Endpoint conclusion:

adverse effect observed (positive)

Additional information

Additional information from genetic toxicity in vitro:

The test substance did not induce evidence of genotoxicity in the Ames bacterial mutation and CHO in vitro chromosome aberration assays with or without rat liver derived S9 metabol;ic activation preparation when test upto cytotoxic concentrations.

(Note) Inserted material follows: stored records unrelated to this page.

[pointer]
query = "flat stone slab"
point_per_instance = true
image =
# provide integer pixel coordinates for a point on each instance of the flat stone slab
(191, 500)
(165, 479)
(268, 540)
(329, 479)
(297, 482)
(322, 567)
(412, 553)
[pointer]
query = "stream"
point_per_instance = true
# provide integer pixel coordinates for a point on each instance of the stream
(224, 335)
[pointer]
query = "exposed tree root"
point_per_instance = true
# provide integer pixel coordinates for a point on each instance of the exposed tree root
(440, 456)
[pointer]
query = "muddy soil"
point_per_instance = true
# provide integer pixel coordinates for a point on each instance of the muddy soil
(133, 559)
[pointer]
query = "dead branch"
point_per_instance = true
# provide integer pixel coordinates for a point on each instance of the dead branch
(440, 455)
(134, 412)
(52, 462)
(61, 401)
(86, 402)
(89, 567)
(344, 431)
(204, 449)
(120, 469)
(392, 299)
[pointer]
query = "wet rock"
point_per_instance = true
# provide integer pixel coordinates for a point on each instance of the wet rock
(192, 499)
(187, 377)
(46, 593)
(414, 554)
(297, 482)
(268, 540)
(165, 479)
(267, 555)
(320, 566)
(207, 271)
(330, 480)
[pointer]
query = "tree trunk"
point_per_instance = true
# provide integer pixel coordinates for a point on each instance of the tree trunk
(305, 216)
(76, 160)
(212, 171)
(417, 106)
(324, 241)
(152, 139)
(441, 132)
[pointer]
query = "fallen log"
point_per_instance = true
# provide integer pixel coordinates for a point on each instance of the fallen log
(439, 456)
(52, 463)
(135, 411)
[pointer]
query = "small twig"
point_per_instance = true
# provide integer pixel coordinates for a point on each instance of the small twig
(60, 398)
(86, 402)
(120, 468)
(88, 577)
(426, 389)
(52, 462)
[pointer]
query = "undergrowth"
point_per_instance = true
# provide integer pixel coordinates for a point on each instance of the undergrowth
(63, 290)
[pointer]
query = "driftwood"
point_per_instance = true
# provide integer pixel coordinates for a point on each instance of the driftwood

The test substance induced a dose-related increase of the TFT resistant mutant frequency in L5178Y mouse lymphoma cells that reached a mean value of 92.5 induced mutants at the high concentration of 50 ug/mL. The mutant frequency observed at 50 ug/mL was 2.65 -fold the concurrent vehicle control value. An increase in the frequency of small colony mutants was observed suggesting that the test substance is capable of inducing chromosome aberration in chromosome 11 of the mouse lymphoma cells.

Justification for selection of genetic toxicity endpoint
Positive response observed for gene-mutation in L5178Y mouse lymphoma cells in the presence of rat liver S9 fraction metabolic activation.

Justification for classification or non-classification

Data from an in vivo genotoxicity test is currently not available for the test substance. Therefore, Classification and Labeling for potential gene-mutation can not be made at this time. An in vivo test for genotoxicity is planned.